Why isn’t there a brand of corn called "Children of the Corn"? This is just the type of nutritional shortsightedness caused by a lack of vitamins that makes me angry. Drug czars and pine green giants lament that kids don't eat more vegetables, yet there isn't not one corn company brave enough to draw little faces possessed by an evil force on all the kernels.

Of course, if you are a super-intelligent German, perhaps created by Nazi scientists in the 1930s and recently awaken from your cryogenic chamber, the solution is obvious: Herr Grosse Dollars, bilden diese produkte!

Peas in a Rod—A white rod with this on it: "Hey kids! Sugar inside!" The rod is stuffed with peas. That'll teach those muthafuckers.

BroccoDoReMi—Move over Snap, Crackle, and Pop. Broccoli stems and singing sensations Do, Re, and Mi are going to Vitamin K-ick it old school.

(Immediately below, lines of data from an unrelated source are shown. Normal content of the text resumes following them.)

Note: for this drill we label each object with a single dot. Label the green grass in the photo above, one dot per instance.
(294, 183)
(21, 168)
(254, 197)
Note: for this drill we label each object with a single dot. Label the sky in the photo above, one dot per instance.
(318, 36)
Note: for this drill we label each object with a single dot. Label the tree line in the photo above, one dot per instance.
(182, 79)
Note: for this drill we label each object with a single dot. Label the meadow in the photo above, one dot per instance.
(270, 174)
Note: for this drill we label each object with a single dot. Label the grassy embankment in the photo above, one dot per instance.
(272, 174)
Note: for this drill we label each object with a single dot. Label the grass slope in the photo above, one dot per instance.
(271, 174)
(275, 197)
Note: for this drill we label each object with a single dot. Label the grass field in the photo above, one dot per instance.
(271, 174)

Mixed Vegetballs—Chunks of carrots, squash, cauliflower, and tomatoes, joining forces for the first time in a duct-taped ball. Dunk it in the hoop, then in your mouth.

Mystery Bag: This bag is covered in colorful question marks. It has no name, no logo, no nutrition facts, and no UPC code. Sometimes it appears in the freezer section. Other times in seafood, or inside a box of Cocoa Puffs. What wild surprise could it be? There's only one way to find out! And that way is to read this next sentence: the bag always contains brussel sprouts.